Wálter Claverí ha dirigido tres juegos clasificatorios a Rusia 2018 contra EE. UU.  —victoria y derrota— y Trinidad Tobago —empate—.

La razón: la Azul y Blanco empato 2-2 contra Trinidad y Tobago y no pudo cumplir el objetivo de avanzar  a la hexagonal final de la Concacaf, al quedar fuera de la pelea por la clasificación al Mundial de Rusia 2018. 

“Hubo un momentito en el que lloré, porque quiero a mi país y no quiero verlo así”, señaló el estratega.

Minutos después con un tono de enojo e impotencia señaló que el futbol  “debe verse con más seriedad y pasión”, principalmente por todos los malos momentos administrativos y deportivos por los que ha pasado el futbol nacional.   

“En el país nos falta pasión y gusto por el futbol. La gente no llega a los estadios, las canchas están malas para jugar y las ligas menores están abandonadas. Mientras todo esto suceda vamos hablar siempre de ya merito y no pasaremos  de ahí”, aseguró molesto.

Trabajo

El guatemalteco tomó las riendas de la Bicolor en enero de este año, luego de que el argentino Iván Franco Sopegno la abandonara a finales del 2015. Dejando a la Sele en una situación complicada en el grupo C al perder contra Trinidad y Tobago 1-2 en casa, en el arranque de la cuarta ronda de la clasificación.

A pesar de ese momento y con poco tiempo de trabajo el Clavo le dio un poco de aliento a la Bicolor, pero no le alcanzó.    


“Quien dirija la Federación de Futbol  le tiene que gustar el futbol antes que cualquier cosa y no que quiera vivir del futbol, sino seguirá la corrupción. No culpo a la Comisión porque ellos están tratando de ordenar lo podrido que la dejaron, y los entiendo”, manifestó.

El análisis

Claverí, quien paró un equipo bastante dinámico contra los caribeños en el juego crucial del viernes, elogió la actitud de sus elementos a quienes felicitó por la buena disposición que han mostrado bajo su mandato.

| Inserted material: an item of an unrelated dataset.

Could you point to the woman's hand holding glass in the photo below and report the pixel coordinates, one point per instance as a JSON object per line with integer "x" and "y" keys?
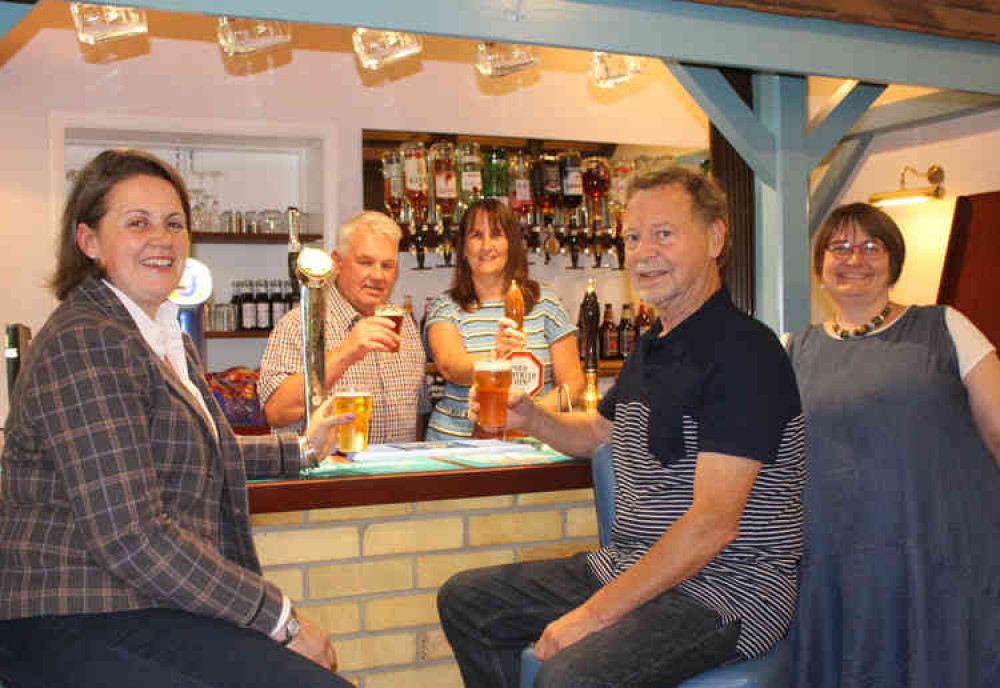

“Me quedo tranquilo con el esfuerzo de los muchachos. Ojalá la gente comprenda que es muy poco el tiempo que tuvimos para prepararlos. No los vamos a culpar por lo que pasó y esperamos que sigan apoyando al futbol de Guatemala”, confesó.

Claverí además hizo un  análisis de lo sucedido en el juego y explicó que los tomó por sorpresa el gol del empate de Joevine Jones al 45+1.

“Nos faltó esa viveza de no salir a apretar tan arriba. Ya se les había avisado que faltaba solo un minuto, pero son circunstancias del juego y los muchachos estaban con la adrenalina alta y las pulsaciones a más de cien”, explicó.

“En el segundo tiempo hubo jugadores que se quedaron en lo físico y en la aplicación. Eso le dio más espacio a Trinidad que es un equipo rápido, fuerte y que sabe contratacar y nos castigó”.

Hasta el momento el estratega nacional ha dirigido siete juegos con la Bicolor, cuatro  amistosos —Honduras 1-3, Armenia 7-1, Venezuela 1-1 y Panamá 0-0— y   tres  oficiales —Estados Unidos 0-2 y 4-0 y Trinidad y Tobago 2-2—. Un balance que lo deja tranquilo y a la espera de su último partido, si le renovan el contrato, frente a San Vicente y las Granadinas, el próximo martes.